Mr Sondland said those who characterised Mr Zelensky as “just an actor” when he first won the presidency gave him a “bad rap”.
“He's been tested and has vindicated any doubts any doubts that anyone would have had about his pure toughness,” he said. “The guy's got a big set of balls, there's no way around that”.
The former EU ambassador also defended his decision to testify against Mr Trump during his impeachment, even though it upset his fellow Republicans. He said it was his duty to honour a duly-issued congressional subpoena, even as part of an inquiry that was widely condemned by his own party.
“I wasn't there to lie for the President. I wasn't there to hurt the president … I tried as best I could, based on the exact questions that were asked … to answer them as truthfully as possible, and get the hell out of there,” he said.

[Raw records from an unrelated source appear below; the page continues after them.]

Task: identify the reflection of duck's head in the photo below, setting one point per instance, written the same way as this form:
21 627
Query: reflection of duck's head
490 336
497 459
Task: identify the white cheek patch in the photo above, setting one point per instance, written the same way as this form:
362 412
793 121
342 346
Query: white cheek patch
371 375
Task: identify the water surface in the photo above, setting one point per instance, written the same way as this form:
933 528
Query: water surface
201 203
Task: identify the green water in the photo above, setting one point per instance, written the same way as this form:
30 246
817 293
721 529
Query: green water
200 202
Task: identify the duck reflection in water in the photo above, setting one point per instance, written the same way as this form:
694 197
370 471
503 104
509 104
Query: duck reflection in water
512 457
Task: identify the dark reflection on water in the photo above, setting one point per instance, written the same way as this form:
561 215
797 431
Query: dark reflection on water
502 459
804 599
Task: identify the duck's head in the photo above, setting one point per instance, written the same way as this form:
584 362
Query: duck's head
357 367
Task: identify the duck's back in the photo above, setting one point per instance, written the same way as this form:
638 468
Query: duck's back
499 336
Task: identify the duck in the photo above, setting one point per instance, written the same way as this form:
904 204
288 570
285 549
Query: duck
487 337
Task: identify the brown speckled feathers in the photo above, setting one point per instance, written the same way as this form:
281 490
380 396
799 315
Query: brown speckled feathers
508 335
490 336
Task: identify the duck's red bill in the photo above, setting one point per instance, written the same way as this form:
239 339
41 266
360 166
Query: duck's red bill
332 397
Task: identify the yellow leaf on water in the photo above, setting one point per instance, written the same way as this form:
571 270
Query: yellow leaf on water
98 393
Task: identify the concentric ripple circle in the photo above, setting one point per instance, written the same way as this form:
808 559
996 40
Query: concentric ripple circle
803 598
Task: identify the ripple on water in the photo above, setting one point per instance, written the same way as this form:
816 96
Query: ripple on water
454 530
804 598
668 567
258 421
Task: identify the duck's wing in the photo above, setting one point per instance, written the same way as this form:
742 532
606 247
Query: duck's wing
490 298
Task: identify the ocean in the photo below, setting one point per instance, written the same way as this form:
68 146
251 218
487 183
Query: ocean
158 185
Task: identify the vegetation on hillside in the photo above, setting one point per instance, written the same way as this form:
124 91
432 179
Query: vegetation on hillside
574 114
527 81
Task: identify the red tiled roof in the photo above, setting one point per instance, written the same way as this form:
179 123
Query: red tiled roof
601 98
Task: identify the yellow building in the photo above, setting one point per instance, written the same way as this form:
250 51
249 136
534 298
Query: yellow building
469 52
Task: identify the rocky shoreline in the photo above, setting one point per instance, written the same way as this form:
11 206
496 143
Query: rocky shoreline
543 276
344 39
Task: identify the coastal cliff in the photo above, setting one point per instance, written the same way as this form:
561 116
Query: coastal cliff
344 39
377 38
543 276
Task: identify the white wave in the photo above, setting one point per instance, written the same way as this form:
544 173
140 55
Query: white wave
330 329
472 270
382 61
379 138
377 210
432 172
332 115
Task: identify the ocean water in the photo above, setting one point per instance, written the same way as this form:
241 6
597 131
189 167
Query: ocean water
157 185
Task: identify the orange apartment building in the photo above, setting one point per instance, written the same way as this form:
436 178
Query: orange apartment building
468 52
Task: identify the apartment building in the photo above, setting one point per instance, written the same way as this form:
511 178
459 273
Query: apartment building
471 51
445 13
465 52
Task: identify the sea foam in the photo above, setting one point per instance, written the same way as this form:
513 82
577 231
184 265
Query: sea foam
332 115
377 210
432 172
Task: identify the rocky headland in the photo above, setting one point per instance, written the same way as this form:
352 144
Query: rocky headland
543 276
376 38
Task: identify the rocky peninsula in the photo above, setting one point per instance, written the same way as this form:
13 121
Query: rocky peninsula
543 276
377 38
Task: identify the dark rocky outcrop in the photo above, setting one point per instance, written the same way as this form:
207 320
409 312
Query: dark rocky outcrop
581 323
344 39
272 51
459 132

Mr Sondland also said the price Mr Trump wanted to extract from Mr Zelensky — the announcement in exchange for the military aid Congress had already authorised and appropriated — was something he “vehemently disagreed” with at the time he heard about it, which he explained was at the same time everyone else did, in public reporting.
“I wasn't consulted ahead of time. I had no internal discussion with anyone about it. I would have if I had heard about it, I would have said absolutely not. That's too big of a price to pay for a f***ing Oval Office meeting,” he said.
Pressed on whether Republican threats to do the same thing – withhold military aid in exchange for concessions from the Biden administration – would be acceptable, Mr Sondland said doing so wouldn’t be his choice, but opined further that such proposals were the product of a longstanding isolationist streak in the GOP he hopes is not ascendant if his party takes the House in November’s midterms.
“I'm very disappointed that Kevin McCarthy appears to be among those people. I thought that maybe he'd have a little more common sense, and maybe as he progresses, if he is fortunate enough to become Speaker, he will think this through more carefully,” he said.
“I believe that the mainstream of the Republican Party is fully supportive of our efforts in Ukraine because frankly … this is an existential crisis for Europe and for our interests,” he said. “I think members of the right wing of my party, the ultra-right wing, are wrong”.